Twenty Thousand Leagues Under the Sea by Jules Verne

Upon a sign from Captain Nemo, one of the men advanced; and at some feet from the cross, he began to dig a hole with a pickaxe that he took from his belt. I understood all! This glade was a cemetery, this hole a tomb, this oblong object the body of the man who had died in the night! The captain and his men had come to bury their companion in this general resting-place, at the bottom of this inaccessible ocean!

The grave was being dug slowly; the fish fled on all sides while their retreat was being thus disturbed; I heard the strokes of the pickaxe, which sparkled when it hit upon some flint lost at the bottom of the waters. The hole was soon large and deep enough to receive the body. Then the bearers approached; the body, enveloped in a tissue of white byssus, was lowered into the damp grave. Captain Nemo, with his arms crossed on his breast, and all the friends of he who had loved them, knelt in prayer.

The grave was then filled in with the rubbish taken from the ground, which formed a slight mound.
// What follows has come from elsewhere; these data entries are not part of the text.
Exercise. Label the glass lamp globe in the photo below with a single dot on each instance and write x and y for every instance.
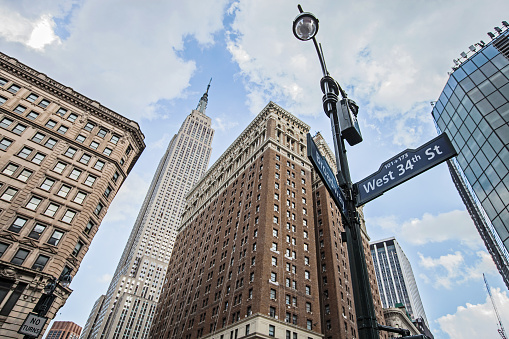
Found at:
(305, 26)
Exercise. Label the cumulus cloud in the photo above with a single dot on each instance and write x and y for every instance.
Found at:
(450, 270)
(477, 321)
(117, 52)
(391, 57)
(220, 124)
(454, 225)
(128, 200)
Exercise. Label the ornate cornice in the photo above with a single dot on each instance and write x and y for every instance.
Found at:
(13, 66)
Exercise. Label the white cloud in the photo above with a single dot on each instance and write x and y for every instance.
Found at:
(452, 269)
(391, 57)
(453, 225)
(105, 279)
(126, 55)
(128, 200)
(477, 321)
(35, 33)
(220, 124)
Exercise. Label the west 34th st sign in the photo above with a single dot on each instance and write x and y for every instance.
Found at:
(404, 166)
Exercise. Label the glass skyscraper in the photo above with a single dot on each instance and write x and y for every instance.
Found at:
(473, 110)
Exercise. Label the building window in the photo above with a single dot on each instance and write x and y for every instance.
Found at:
(43, 103)
(89, 126)
(47, 184)
(20, 257)
(3, 248)
(5, 143)
(10, 169)
(18, 224)
(62, 129)
(20, 109)
(85, 158)
(71, 151)
(51, 124)
(107, 151)
(19, 129)
(90, 180)
(38, 137)
(38, 158)
(77, 248)
(33, 203)
(102, 133)
(55, 237)
(40, 263)
(59, 167)
(9, 194)
(6, 122)
(32, 115)
(24, 175)
(32, 97)
(51, 209)
(81, 138)
(68, 216)
(64, 191)
(61, 111)
(25, 152)
(75, 174)
(98, 209)
(80, 197)
(50, 143)
(72, 117)
(89, 226)
(37, 231)
(272, 331)
(99, 165)
(114, 139)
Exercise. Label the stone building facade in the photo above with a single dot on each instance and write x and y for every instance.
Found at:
(63, 158)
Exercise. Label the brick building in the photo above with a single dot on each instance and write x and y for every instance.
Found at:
(253, 257)
(63, 158)
(64, 330)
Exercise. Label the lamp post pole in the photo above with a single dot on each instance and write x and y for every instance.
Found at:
(342, 114)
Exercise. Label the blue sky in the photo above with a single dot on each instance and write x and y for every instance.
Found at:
(151, 62)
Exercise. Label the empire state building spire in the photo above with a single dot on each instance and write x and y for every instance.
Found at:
(202, 105)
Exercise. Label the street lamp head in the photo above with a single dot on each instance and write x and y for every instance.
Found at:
(305, 26)
(66, 280)
(50, 287)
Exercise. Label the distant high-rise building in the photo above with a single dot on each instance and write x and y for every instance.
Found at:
(259, 252)
(396, 281)
(63, 157)
(473, 110)
(64, 330)
(132, 296)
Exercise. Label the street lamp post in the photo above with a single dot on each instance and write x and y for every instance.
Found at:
(343, 117)
(47, 297)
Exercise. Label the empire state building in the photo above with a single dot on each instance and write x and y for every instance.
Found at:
(127, 309)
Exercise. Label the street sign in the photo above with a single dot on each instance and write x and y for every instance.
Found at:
(326, 174)
(33, 325)
(404, 166)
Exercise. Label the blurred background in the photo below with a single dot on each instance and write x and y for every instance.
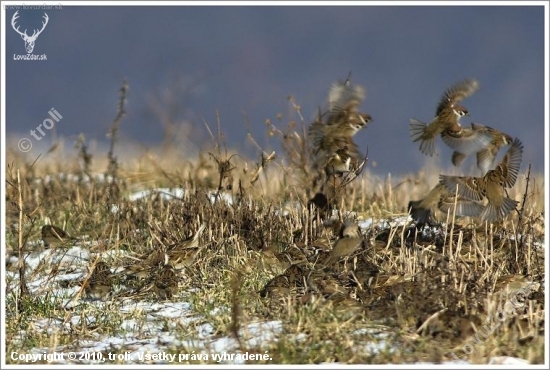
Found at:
(184, 63)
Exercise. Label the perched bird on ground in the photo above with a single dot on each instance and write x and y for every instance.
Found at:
(348, 242)
(423, 211)
(98, 286)
(179, 255)
(446, 122)
(54, 236)
(460, 142)
(492, 185)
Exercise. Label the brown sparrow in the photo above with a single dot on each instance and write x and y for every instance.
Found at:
(338, 163)
(492, 185)
(343, 122)
(349, 241)
(344, 100)
(184, 254)
(98, 286)
(469, 141)
(178, 255)
(423, 210)
(447, 116)
(54, 236)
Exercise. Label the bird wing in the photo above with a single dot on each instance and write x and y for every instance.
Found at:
(467, 186)
(466, 140)
(343, 96)
(510, 164)
(457, 93)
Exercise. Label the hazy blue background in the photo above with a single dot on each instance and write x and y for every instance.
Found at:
(249, 59)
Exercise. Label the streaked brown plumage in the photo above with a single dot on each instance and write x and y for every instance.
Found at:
(423, 211)
(447, 116)
(178, 255)
(54, 236)
(492, 185)
(338, 163)
(342, 123)
(469, 141)
(348, 242)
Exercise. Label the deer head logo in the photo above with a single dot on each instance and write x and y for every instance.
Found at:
(29, 40)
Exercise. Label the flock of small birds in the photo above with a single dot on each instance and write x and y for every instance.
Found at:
(336, 156)
(158, 271)
(335, 152)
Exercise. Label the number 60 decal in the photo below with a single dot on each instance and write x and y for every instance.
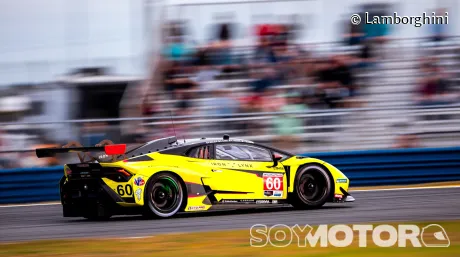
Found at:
(126, 190)
(273, 181)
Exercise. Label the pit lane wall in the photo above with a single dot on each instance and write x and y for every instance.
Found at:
(364, 168)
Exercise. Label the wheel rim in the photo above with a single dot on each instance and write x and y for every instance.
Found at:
(165, 195)
(312, 186)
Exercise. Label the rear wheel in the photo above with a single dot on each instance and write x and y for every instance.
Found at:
(312, 188)
(164, 196)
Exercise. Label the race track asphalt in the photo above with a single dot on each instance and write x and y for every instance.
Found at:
(46, 222)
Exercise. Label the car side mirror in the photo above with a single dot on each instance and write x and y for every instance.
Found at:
(276, 159)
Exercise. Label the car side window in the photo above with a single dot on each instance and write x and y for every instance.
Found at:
(202, 152)
(242, 152)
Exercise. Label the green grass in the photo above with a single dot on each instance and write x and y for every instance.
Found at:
(218, 243)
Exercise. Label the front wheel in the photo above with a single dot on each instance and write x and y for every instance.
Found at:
(312, 188)
(164, 195)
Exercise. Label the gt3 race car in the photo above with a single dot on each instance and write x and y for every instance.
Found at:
(163, 177)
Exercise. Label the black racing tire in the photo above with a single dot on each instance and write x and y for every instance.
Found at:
(312, 187)
(164, 195)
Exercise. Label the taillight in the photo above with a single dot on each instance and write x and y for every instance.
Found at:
(67, 170)
(124, 172)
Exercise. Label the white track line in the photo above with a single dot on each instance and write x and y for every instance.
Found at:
(29, 205)
(404, 188)
(351, 191)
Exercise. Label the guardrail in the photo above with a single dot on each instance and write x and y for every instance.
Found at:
(364, 168)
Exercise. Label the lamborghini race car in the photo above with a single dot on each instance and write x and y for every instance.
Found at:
(165, 176)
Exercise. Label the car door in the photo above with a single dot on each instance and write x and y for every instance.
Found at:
(245, 171)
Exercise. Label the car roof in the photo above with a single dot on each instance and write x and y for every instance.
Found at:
(172, 145)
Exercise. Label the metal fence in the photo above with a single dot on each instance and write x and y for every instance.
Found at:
(306, 131)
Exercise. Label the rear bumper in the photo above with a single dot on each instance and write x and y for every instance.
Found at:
(344, 197)
(90, 198)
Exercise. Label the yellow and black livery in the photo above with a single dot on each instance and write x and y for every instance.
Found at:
(165, 176)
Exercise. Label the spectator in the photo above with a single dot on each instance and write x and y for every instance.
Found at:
(288, 126)
(331, 78)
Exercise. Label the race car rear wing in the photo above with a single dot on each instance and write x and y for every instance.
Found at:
(105, 146)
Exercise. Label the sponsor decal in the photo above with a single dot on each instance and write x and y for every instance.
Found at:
(196, 208)
(273, 181)
(138, 194)
(342, 180)
(278, 193)
(263, 201)
(268, 193)
(266, 201)
(230, 201)
(139, 181)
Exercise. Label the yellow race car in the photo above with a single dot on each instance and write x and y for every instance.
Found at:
(165, 176)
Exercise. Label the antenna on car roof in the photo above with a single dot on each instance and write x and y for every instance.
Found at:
(174, 129)
(172, 122)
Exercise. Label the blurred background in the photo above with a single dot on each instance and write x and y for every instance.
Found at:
(294, 74)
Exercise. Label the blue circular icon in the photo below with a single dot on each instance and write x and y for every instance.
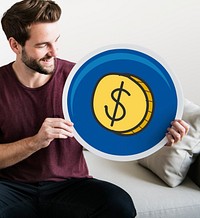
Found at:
(145, 71)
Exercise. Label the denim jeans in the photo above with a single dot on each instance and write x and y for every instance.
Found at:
(73, 198)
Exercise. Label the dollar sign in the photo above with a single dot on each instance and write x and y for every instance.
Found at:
(118, 103)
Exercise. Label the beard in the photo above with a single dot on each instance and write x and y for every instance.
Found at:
(35, 65)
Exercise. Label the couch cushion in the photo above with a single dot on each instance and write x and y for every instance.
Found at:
(172, 163)
(194, 171)
(152, 198)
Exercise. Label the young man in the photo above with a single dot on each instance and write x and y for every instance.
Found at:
(43, 172)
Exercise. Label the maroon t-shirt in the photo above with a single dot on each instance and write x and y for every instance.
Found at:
(22, 112)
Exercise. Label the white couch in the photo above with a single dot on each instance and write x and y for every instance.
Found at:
(159, 184)
(151, 196)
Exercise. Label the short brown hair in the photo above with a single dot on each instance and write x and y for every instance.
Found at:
(17, 20)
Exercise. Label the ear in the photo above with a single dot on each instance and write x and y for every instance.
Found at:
(15, 46)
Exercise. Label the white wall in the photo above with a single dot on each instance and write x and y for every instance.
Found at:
(170, 28)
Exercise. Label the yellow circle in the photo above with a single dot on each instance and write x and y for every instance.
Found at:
(122, 103)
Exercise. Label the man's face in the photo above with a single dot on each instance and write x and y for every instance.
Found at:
(40, 50)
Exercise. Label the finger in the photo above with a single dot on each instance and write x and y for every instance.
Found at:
(170, 139)
(181, 127)
(174, 134)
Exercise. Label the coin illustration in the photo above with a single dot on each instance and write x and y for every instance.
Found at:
(122, 103)
(118, 99)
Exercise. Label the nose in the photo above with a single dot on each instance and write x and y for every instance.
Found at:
(53, 50)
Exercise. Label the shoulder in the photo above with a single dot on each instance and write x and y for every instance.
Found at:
(5, 70)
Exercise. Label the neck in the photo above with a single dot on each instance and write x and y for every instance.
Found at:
(28, 77)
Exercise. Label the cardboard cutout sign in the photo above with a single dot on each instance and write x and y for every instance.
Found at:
(121, 100)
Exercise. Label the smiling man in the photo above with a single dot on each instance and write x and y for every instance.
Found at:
(43, 172)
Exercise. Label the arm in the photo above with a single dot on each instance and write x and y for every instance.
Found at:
(52, 128)
(178, 129)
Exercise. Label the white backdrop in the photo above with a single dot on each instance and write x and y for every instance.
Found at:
(170, 28)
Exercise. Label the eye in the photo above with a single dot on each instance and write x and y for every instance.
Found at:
(41, 46)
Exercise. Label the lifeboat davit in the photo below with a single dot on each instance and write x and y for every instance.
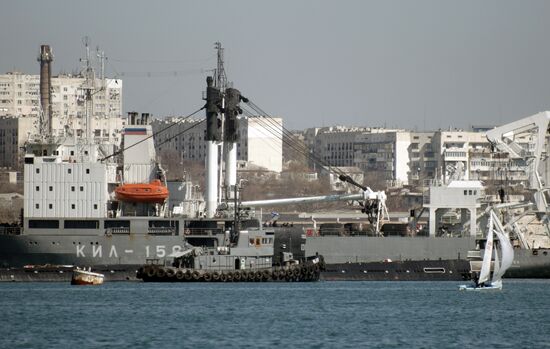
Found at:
(153, 192)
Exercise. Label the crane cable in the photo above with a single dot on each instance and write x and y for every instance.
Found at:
(159, 132)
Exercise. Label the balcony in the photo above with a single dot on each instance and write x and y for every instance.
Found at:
(455, 154)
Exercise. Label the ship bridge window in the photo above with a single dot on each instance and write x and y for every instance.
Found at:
(44, 223)
(81, 224)
(116, 224)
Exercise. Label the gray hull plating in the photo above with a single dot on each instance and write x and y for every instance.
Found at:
(346, 249)
(20, 250)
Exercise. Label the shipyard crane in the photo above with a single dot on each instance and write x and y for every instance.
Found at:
(373, 202)
(532, 129)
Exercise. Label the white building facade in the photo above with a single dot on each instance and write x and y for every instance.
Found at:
(20, 110)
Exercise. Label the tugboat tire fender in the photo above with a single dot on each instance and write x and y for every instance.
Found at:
(161, 272)
(170, 273)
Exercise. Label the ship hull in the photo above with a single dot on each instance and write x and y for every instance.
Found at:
(425, 270)
(21, 250)
(347, 258)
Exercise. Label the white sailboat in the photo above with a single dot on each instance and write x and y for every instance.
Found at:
(485, 282)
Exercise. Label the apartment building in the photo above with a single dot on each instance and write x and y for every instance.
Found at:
(259, 145)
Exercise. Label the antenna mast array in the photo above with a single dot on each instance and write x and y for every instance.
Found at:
(89, 86)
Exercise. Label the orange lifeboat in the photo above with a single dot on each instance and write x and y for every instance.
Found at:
(153, 192)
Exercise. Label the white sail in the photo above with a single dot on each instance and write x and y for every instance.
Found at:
(507, 255)
(496, 266)
(487, 256)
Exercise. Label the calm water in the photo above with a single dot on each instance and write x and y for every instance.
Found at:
(312, 315)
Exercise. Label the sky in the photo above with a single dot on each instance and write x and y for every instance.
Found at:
(421, 65)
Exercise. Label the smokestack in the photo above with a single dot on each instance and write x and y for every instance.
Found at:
(45, 59)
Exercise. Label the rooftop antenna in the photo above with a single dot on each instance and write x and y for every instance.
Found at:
(220, 81)
(45, 58)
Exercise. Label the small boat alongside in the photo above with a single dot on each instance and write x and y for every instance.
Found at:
(86, 277)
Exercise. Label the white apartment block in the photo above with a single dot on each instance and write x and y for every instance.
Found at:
(416, 158)
(259, 145)
(386, 153)
(20, 99)
(334, 144)
(14, 132)
(20, 95)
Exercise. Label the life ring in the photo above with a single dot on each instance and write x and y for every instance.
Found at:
(237, 276)
(150, 272)
(161, 272)
(140, 273)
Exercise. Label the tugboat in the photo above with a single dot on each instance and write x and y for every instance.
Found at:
(86, 277)
(230, 255)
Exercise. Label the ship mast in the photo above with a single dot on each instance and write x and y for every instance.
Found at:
(88, 88)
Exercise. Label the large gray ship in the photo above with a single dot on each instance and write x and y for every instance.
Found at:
(89, 204)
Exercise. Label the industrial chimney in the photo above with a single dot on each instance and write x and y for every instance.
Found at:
(45, 58)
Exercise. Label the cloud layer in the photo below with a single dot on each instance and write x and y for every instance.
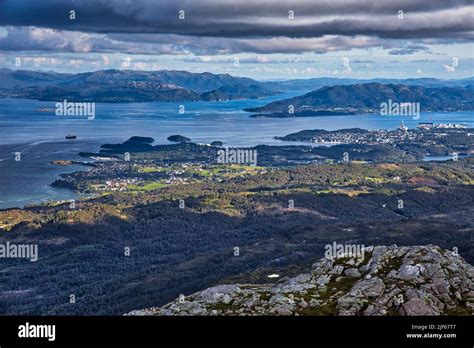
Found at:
(209, 27)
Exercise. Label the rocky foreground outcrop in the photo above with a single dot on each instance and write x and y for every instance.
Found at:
(415, 280)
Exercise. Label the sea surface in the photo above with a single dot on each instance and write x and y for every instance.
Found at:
(33, 129)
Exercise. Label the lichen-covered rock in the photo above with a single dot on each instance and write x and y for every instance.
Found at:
(390, 280)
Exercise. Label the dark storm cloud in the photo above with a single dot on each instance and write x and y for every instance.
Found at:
(231, 26)
(239, 18)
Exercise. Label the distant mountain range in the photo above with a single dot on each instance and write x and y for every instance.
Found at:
(316, 83)
(367, 98)
(145, 86)
(128, 86)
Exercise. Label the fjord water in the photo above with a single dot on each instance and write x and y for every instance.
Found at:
(40, 135)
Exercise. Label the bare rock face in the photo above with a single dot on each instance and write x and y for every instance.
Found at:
(415, 280)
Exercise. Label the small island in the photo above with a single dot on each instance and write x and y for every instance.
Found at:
(178, 139)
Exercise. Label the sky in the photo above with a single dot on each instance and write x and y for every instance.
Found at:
(261, 39)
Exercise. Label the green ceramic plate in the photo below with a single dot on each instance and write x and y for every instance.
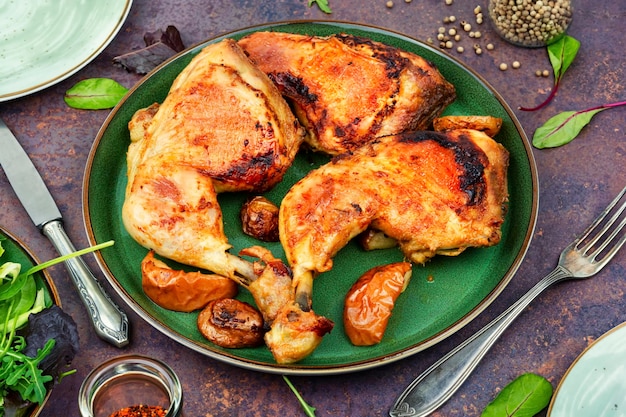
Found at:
(16, 251)
(44, 41)
(443, 296)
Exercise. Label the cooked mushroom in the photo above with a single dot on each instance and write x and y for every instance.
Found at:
(259, 218)
(490, 125)
(231, 323)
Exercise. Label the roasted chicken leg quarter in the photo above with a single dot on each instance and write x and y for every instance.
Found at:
(224, 126)
(435, 193)
(347, 90)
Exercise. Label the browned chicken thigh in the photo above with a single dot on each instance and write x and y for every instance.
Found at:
(223, 127)
(347, 90)
(435, 193)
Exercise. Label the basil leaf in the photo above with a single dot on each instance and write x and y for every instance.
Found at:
(322, 4)
(95, 94)
(562, 128)
(562, 54)
(526, 396)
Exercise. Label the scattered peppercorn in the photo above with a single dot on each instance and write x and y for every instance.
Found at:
(531, 22)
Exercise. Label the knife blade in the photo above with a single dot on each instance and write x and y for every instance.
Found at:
(109, 321)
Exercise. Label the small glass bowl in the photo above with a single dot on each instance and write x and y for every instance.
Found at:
(127, 381)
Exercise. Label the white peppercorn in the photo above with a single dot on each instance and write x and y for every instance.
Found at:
(531, 23)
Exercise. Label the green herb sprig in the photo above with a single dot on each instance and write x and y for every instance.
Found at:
(95, 94)
(19, 298)
(322, 4)
(308, 410)
(525, 396)
(561, 54)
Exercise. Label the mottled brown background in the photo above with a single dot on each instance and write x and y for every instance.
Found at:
(576, 181)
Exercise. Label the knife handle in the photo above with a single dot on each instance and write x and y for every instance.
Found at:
(109, 321)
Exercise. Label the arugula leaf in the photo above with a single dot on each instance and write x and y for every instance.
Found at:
(95, 94)
(308, 410)
(20, 372)
(525, 396)
(322, 4)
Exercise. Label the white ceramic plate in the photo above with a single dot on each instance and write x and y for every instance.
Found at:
(45, 41)
(595, 384)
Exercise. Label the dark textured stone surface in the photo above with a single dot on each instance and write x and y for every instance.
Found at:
(576, 181)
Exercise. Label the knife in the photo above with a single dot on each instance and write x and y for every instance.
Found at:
(109, 321)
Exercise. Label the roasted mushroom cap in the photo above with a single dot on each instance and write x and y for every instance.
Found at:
(231, 323)
(259, 219)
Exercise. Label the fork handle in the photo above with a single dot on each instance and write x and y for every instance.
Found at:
(439, 382)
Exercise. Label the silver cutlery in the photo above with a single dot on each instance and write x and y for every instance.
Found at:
(584, 257)
(109, 321)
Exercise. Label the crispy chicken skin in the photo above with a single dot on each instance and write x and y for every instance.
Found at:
(435, 193)
(347, 90)
(224, 126)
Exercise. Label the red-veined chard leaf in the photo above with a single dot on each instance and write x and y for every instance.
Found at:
(561, 54)
(562, 128)
(525, 396)
(95, 94)
(565, 126)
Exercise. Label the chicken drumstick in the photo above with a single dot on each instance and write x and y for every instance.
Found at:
(435, 193)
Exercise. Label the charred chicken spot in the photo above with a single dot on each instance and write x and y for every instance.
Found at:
(279, 268)
(356, 207)
(292, 86)
(467, 155)
(267, 130)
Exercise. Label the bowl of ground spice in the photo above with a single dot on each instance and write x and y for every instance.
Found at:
(531, 23)
(131, 386)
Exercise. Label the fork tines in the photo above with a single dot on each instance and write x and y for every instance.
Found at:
(601, 235)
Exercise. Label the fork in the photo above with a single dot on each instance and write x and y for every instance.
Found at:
(584, 257)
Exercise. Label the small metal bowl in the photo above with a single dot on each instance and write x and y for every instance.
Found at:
(130, 380)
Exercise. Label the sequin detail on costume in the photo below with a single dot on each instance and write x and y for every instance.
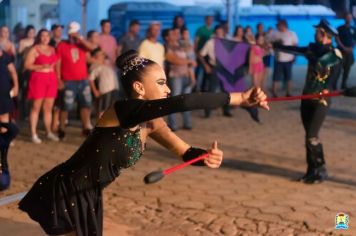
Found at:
(133, 142)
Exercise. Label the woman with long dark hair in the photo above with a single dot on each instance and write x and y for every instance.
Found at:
(42, 87)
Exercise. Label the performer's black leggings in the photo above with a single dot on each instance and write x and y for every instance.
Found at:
(313, 115)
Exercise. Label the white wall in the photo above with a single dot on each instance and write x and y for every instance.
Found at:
(98, 9)
(28, 11)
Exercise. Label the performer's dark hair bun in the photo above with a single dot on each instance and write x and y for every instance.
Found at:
(123, 59)
(133, 68)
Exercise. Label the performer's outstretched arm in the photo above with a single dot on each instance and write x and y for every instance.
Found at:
(131, 112)
(291, 49)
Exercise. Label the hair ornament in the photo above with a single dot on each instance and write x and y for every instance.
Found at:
(134, 64)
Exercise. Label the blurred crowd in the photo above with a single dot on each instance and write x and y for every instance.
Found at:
(43, 72)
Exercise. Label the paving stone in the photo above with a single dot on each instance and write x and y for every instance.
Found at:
(203, 217)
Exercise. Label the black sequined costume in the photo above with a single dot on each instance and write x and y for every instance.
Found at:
(322, 62)
(69, 197)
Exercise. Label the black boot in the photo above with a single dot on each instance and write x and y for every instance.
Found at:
(5, 139)
(4, 170)
(310, 163)
(319, 173)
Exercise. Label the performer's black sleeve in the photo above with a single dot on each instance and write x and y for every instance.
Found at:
(132, 112)
(292, 49)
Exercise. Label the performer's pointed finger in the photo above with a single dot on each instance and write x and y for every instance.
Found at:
(215, 145)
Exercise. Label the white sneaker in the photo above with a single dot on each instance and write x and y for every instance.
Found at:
(35, 139)
(53, 137)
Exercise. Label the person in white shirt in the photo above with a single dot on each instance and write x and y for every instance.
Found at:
(207, 57)
(283, 61)
(103, 81)
(150, 48)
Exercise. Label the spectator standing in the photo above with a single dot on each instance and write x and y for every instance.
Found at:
(283, 61)
(56, 31)
(7, 46)
(208, 59)
(26, 43)
(267, 51)
(103, 81)
(179, 23)
(202, 35)
(42, 87)
(73, 78)
(256, 66)
(131, 40)
(186, 43)
(178, 75)
(346, 42)
(150, 48)
(239, 34)
(107, 42)
(8, 86)
(248, 35)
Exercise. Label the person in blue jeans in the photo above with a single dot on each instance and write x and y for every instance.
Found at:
(178, 69)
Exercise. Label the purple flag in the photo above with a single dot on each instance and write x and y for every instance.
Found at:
(231, 62)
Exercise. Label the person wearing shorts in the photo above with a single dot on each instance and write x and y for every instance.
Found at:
(42, 87)
(73, 78)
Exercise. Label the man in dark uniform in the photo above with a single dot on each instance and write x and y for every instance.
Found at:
(322, 60)
(346, 41)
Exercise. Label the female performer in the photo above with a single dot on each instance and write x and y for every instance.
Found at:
(322, 59)
(68, 199)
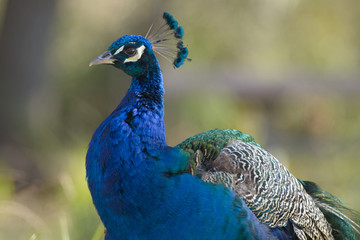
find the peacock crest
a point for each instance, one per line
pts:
(166, 39)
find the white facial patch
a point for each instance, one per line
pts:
(140, 51)
(119, 50)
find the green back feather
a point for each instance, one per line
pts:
(209, 144)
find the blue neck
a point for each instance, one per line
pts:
(125, 145)
(143, 105)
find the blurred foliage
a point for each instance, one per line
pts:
(315, 134)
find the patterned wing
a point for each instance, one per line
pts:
(268, 188)
(233, 159)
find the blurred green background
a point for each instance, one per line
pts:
(284, 71)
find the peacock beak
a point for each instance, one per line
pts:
(105, 58)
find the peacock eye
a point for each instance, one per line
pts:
(130, 51)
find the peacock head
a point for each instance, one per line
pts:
(134, 54)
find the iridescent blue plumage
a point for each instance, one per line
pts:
(144, 189)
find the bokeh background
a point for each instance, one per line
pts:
(284, 71)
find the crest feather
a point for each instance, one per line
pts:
(166, 39)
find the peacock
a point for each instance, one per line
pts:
(219, 184)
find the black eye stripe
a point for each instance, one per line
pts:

When this was done, Captain Nemo and his men rose; then, approaching the grave, they knelt again, and all extended their hands in sign of a last adieu. Then the funeral procession returned to the Nautilus, passing under the arches of the forest, in the midst of thickets, along the coral bushes, and still on the ascent. At last the fires on board appeared, and their luminous track guided us to the Nautilus. At one o’clock we had returned.

As soon as I had changed my clothes, I went up on to the platform, and, a prey to conflicting emotions, I sat down near the binnacle. Captain Nemo joined me. I rose and said to him:

“So, as I said he would, this man died in the night?”

“Yes, M. Aronnax.”

“And he rests now, near his companions, in the coral cemetery?”

“Yes, forgotten by all else, but not by us. We dug the grave, and the polypi undertake to seal our dead for eternity.” And burying his face quickly in his hands, he tried in vain to suppress a sob. Then he added: “Our peaceful cemetery is there, some hundred feet below the surface of the waves.”

“Your dead sleep quietly, at least, captain, out of the reach of sharks.”

“Yes, sir, of sharks and men,” gravely replied the captain.

Part 2

The Indian Ocean

We now come to the second part of our journey under the sea. The first ended with the moving scene in the coral cemetery, which left such a deep impression on my mind. Thus, in the midst of this great sea, Captain Nemo’s life was passing even to his grave, which he had prepared in one of its deepest abysses. There, not one of the ocean’s monsters could trouble the last sleep of the crew of the Nautilus, of those friends riveted to each other in death as in life. “Nor any man either,” had added the captain. Still the same fierce, implacable defiance toward human society!

I could no longer content myself with the hypothesis which satisfied Conseil.

That worthy fellow persisted in seeing in the commander of the Nautilus one of those unknown savants who return mankind contempt for indifference. For him, he was a misunderstood genius, who, tired of earth’s deceptions, had taken refuge in this inaccessible medium, where he might follow his instincts freely. To my mind, this hypothesis explained but one side of Captain Nemo’s character.

Indeed, the mystery of that last night, during which we had been chained in prison, the sleep, and the precaution so violently taken by the captain of snatching from my eyes the glass I had raised to sweep the horizon, the mortal wound of the man, due to an unaccountable shock of the Nautilus, all put me on a new track. No; Captain Nemo was not satisfied with shunning man. His formidable apparatus not only suited his instinct of freedom, but, perhaps, also the design of some terrible retaliation.

At this moment nothing is clear to me; I catch but a glimpse of light amid all the darkness, and I must confine myself to writing as events shall dictate.